# Cooter at 18 (ish) days old!



## Ede-bird (Jul 7, 2010)

As per request - here is the "little harpy...er...angel"  He sure is a sweetheart
View attachment 16151

Why is she weighing me when "I'M STARVING HERE!!"?
View attachment 16148

"Hey you with the camera- I'll smile after I get fed!!"
View attachment 16149

"Much better! Hmmm what are these? They taste good, but they are alot more work than yelling for Mom and the bottle!"


----------



## John_D (Jan 24, 2002)

What a gorgeous baby 

John


----------



## Ede-bird (Jul 7, 2010)

View attachment 16152
Look at what a big bird I am becoming! Thank you to all of you for all of your help!  We are going to outside for some sun and fresh air - and more food - see you later!


----------



## Cyreen (Jun 6, 2010)

He's so dark - can't wait to see his Big Bird feathers, although he's very, very cute right now.


----------



## mr squeaks (Apr 14, 2005)

Cooter is an absolute CUTIE!!

From your pictures and comments, we are really going to enjoy your updates!! 

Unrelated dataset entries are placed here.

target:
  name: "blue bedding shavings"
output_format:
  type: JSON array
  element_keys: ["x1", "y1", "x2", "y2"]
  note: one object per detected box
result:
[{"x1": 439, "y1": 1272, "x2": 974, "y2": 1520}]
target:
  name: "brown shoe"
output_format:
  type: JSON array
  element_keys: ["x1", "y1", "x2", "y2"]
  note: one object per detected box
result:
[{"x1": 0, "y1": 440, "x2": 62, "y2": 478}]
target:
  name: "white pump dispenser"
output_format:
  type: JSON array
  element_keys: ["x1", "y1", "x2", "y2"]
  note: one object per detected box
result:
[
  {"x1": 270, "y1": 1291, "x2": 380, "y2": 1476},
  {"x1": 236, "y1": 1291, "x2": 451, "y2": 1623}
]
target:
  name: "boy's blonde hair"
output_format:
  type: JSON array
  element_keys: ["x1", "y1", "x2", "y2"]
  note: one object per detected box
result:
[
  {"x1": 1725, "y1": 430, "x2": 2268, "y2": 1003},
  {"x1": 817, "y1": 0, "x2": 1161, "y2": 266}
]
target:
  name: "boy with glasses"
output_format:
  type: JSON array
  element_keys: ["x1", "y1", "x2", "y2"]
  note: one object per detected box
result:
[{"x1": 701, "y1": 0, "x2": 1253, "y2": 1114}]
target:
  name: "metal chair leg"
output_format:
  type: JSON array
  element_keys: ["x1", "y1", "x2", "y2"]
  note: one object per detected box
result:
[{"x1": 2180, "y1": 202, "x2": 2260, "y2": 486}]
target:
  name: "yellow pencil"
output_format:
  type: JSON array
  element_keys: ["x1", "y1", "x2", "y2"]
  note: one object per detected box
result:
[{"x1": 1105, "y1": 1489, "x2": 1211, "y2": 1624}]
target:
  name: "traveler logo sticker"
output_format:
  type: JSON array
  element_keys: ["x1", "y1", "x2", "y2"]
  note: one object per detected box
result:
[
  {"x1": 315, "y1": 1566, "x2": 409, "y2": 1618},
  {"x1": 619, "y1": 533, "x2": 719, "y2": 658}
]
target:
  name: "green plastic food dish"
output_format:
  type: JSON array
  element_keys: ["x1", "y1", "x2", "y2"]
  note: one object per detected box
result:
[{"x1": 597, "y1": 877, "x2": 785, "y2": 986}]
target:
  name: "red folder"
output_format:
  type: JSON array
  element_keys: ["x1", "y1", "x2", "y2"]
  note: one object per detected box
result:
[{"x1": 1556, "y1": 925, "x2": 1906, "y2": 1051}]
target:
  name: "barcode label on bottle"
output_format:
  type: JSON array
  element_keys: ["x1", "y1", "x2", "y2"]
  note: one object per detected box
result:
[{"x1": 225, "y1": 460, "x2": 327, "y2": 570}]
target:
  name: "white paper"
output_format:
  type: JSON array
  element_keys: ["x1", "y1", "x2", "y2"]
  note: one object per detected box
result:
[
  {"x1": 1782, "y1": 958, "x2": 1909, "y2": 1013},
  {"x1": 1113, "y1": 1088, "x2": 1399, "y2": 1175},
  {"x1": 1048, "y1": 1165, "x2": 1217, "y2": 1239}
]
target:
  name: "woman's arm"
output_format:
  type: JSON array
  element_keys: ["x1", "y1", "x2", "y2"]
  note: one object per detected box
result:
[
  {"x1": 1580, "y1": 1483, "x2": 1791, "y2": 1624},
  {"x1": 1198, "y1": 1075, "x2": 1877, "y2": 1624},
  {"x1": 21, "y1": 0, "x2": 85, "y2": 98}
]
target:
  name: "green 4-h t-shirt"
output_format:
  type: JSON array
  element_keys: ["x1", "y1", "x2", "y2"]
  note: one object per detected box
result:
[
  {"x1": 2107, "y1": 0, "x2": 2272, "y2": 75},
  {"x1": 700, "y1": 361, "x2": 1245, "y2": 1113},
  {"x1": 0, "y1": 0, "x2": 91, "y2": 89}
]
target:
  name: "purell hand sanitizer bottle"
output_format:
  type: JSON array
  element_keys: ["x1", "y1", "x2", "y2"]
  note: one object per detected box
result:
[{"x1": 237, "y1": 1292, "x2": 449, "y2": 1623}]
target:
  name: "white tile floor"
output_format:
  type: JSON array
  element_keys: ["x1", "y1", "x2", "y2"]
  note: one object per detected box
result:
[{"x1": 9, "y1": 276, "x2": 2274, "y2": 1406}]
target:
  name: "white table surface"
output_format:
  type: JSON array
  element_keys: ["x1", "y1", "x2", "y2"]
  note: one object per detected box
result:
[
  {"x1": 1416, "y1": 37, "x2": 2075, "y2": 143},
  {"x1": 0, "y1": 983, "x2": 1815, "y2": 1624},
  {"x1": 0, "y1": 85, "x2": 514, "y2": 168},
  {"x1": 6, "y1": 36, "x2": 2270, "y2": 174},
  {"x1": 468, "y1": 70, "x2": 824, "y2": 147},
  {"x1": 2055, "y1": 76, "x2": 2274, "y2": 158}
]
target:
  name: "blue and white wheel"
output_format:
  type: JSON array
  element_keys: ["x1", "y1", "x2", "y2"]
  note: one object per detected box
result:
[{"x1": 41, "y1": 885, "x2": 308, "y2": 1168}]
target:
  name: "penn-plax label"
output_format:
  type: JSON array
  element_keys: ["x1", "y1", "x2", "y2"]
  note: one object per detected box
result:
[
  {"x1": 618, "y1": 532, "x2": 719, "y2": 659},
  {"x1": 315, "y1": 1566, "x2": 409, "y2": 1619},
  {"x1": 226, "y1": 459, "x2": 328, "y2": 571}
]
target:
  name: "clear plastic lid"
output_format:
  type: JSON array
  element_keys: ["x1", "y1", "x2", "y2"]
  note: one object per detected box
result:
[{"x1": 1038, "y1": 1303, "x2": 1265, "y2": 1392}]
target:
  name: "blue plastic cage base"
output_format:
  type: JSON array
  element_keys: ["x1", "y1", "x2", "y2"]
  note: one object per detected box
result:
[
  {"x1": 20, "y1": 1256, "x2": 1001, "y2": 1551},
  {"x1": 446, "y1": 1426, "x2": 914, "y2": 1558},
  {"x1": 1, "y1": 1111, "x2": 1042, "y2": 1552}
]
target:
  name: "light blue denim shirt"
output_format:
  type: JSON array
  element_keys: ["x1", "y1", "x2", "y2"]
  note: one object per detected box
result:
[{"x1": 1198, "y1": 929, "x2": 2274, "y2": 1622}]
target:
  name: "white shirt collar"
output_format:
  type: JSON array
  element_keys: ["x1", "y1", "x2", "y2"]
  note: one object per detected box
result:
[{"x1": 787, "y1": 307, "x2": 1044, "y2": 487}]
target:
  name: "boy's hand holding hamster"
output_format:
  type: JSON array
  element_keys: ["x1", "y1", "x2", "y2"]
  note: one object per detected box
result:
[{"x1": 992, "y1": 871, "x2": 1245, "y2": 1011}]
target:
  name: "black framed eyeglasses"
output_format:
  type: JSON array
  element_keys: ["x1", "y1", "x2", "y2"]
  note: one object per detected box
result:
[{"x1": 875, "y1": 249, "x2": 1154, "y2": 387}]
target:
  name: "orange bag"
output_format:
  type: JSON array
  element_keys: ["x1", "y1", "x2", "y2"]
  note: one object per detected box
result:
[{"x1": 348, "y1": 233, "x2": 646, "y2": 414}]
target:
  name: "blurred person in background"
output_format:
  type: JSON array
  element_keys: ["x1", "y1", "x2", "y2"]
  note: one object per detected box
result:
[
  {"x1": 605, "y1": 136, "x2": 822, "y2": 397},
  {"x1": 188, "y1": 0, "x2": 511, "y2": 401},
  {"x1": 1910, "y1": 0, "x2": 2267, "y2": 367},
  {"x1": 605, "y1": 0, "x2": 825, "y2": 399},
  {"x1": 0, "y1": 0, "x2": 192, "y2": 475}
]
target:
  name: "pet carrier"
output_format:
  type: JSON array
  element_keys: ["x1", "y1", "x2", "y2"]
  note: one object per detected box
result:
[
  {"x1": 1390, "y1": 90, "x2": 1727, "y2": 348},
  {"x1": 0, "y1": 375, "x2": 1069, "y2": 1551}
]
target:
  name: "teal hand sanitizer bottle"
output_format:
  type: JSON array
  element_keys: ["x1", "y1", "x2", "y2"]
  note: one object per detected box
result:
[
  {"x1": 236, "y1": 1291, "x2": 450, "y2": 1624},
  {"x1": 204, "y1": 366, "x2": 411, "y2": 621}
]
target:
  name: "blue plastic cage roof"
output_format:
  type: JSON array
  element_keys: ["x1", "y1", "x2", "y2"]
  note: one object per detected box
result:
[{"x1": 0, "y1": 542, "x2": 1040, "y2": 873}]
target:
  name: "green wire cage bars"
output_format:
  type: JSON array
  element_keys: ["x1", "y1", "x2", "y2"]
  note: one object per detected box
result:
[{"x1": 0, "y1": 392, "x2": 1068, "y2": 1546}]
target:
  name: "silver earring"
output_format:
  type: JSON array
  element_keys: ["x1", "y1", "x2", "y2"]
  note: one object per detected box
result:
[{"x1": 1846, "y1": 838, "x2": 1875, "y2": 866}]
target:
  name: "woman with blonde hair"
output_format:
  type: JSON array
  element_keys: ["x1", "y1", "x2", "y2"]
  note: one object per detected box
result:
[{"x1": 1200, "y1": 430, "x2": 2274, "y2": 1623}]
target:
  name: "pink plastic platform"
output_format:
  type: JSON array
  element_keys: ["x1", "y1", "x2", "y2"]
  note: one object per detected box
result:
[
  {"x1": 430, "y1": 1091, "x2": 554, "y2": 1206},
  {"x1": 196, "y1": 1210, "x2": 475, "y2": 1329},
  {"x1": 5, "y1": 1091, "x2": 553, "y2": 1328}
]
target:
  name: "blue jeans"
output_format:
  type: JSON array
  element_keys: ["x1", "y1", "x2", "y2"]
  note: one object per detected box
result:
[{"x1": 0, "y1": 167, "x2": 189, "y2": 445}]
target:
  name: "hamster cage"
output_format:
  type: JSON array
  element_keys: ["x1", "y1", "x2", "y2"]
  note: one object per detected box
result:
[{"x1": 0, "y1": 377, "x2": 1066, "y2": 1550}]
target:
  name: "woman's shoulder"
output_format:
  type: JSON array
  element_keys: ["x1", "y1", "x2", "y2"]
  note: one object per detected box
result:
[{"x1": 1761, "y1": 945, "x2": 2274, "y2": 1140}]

Sending Love, Hugs and Scritches from

Shi and her "gang": 

*MR. Squeaks*: Iron Beak Ruler of Hearth and Home. Considers me his mate! 

*Dom*: large red feral w/neuro problems and droopy wing. Likes Gimie but hates Woe!
*Gimie*: Checker Feral with badly healed broken leg that prevents fertilization; mate to WoeBeGone and protects her from Dom
*WoeBeGone*: West of England Tumbler, mate to Gimie. Very laid back _unless_ protecting her eggs!
*Rae Charles*: blind Checker Feral and a love!


----------